- Born: 23 January 1882 Idrija
- Died: date unknown (after 1945)
- Occupations: bobbin lacemaker, teacher, drafter, designer

= Marija Reven =

Slovenian bobbin lacemaker, lacemaking teacher and designer (1882–after 1945)

Marija Reven (23 January 1882 – after 1945) was Slovenian bobbin lacemaker, teacher of bobbin lacemaking, drafter and designer. Her lacemaking patterns were advanced and are among best Slovenian lace patterns.

== Childhood and education ==
She was born on 23 January 1882 in Idrija into a lace-making and mining family to Marija Bajt and Franc Reven. As a child she attended the Idrija Lace School under the direction of Antonija Ferjančič, the sister of the school founder and first teacher, Ivanka Ferjančič. Recognized as a gifted student, after graduation she was sent to the three-year central lace course (Zentral Spitzenkurs) in Vienna for further training. There, in addition to advancing her lace-making skills, she also studied drawing and art. She completed her professional studies in Vienna between 1904 and 1905. At the end of November 1905, she began working.
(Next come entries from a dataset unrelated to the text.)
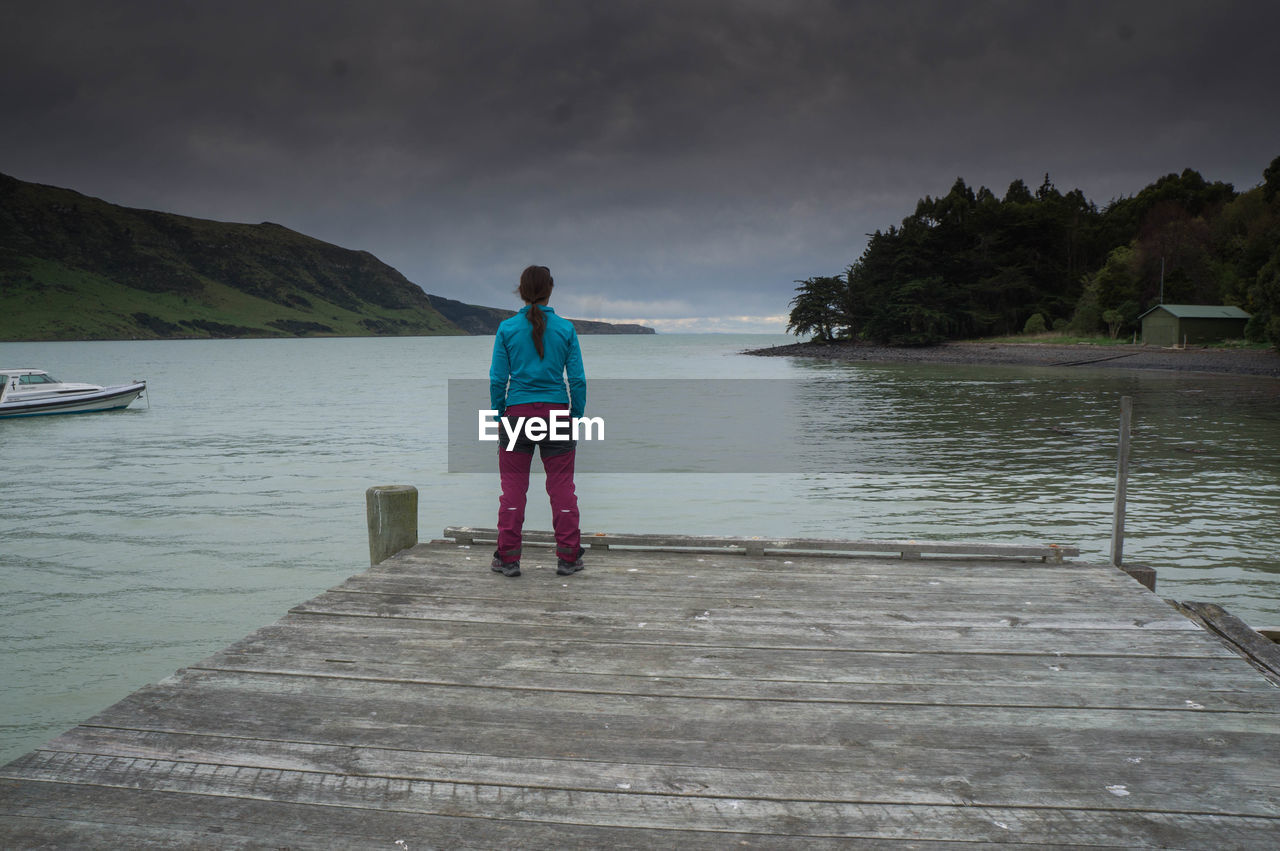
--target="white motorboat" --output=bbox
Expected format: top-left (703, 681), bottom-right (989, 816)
top-left (0, 367), bottom-right (147, 418)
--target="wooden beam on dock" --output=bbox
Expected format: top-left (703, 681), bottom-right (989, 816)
top-left (444, 526), bottom-right (1080, 562)
top-left (0, 536), bottom-right (1280, 850)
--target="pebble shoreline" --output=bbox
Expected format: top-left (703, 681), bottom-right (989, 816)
top-left (744, 342), bottom-right (1280, 378)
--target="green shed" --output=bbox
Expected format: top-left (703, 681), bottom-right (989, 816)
top-left (1138, 305), bottom-right (1249, 346)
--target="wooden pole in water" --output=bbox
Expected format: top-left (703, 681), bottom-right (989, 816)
top-left (365, 485), bottom-right (417, 564)
top-left (1111, 395), bottom-right (1133, 567)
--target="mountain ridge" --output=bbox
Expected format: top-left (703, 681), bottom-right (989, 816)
top-left (0, 174), bottom-right (653, 340)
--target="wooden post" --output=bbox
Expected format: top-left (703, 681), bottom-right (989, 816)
top-left (1111, 395), bottom-right (1133, 567)
top-left (365, 485), bottom-right (417, 564)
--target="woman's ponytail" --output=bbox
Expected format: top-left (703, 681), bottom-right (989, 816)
top-left (520, 266), bottom-right (556, 360)
top-left (529, 305), bottom-right (547, 360)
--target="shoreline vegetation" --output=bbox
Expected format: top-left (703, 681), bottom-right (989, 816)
top-left (744, 340), bottom-right (1280, 378)
top-left (787, 156), bottom-right (1280, 349)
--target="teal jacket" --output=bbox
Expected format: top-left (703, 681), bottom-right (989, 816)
top-left (489, 305), bottom-right (586, 417)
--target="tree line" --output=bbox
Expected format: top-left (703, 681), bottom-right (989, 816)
top-left (787, 157), bottom-right (1280, 349)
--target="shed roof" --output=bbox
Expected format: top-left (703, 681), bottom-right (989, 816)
top-left (1138, 305), bottom-right (1249, 319)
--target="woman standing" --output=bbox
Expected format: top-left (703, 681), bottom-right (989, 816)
top-left (489, 266), bottom-right (586, 576)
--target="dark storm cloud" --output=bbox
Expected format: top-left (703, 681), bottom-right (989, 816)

== Work as a lace teacher ==
In 1906 she was employed as a bobbin lace-making teacher. In 1907 she became the first bobbin lace-making teacher at the lace school in Železniki, where she taught for twelve years. She taught how to make various fine laces. Her pupils were children aged five to fifteen, mostly girls. In the first years the school already had around forty-five pupils. Interest in lace-making in Železniki grew steadily, attendance grew greatly, and even experienced lacemakers sought additional training. As Marija Reven could no longer meet all the demands alone, additional teachers were employed.

After leaving Železniki in 1919, she worked part time as a lace-making teacher at the lace school in Trata, Gorenja Vas, where she remained until retirement. In 1920 she was employed as a professional teacher and pattern designer at the Central Institute for Women's Home Industry in Ljubljana (from 1929 called the State Central Institute for Women's Home Industry, abbreviated DOZ Ljubljana), where she worked until 1933.

== Work as a pattern designer ==
The oldest dated lace pattern with her signature is from 1904. In her early designs in broad drawing style, she mostly combined elements of mushrooms, small borders, peonies, and rosettes. She also early on designed patterns for composite lace. The lace makers of Železniki created complex and fine lace, mostly with floral elements, made with hair-thin linen thread. During her years in Železniki, Marija Reven drew many patterns for them.

When she became a professional teacher at DOZ Ljubljana, she was soon entrusted with drawing and designing new lace patterns for the entire institute. The patterns she created during her service at the institute are considered her best works. In this period she mainly designed demanding floral elements. She also adapted designs of folk costume figures by the painter Maksim Gaspari into lace patterns. Her lace pattern with a pomegranate element, published in the illustrated newspaper Slovenec in 1929, became especially popular. From 1925 until the beginning of the Second World War, the institute exhibited lace made from her patterns at numerous international exhibitions and fairs. Her best-known work is the lace pattern Slovene Bouquet (also known as Slovenski pušeljc), which she herself also produced, and which was exhibited at the international exhibition of home industry and applied arts in Copenhagen in 1930. Several of her designs are preserved in the lace collection of the Idrija Municipal Museum and in the City Museum of Ljubljana.

== Later life ==
In 1932 she trained and mentored one of the employees at DOZ Ljubljana, Antonija Thaler, later a lace teacher and designer, who succeeded her after her departure. After leaving DOZ Ljubljana in 1933, she continued teaching at the Trata lace school. She retired around 1936. She remained in Gorenja Vas, where she lived at least until the end of the Second World War.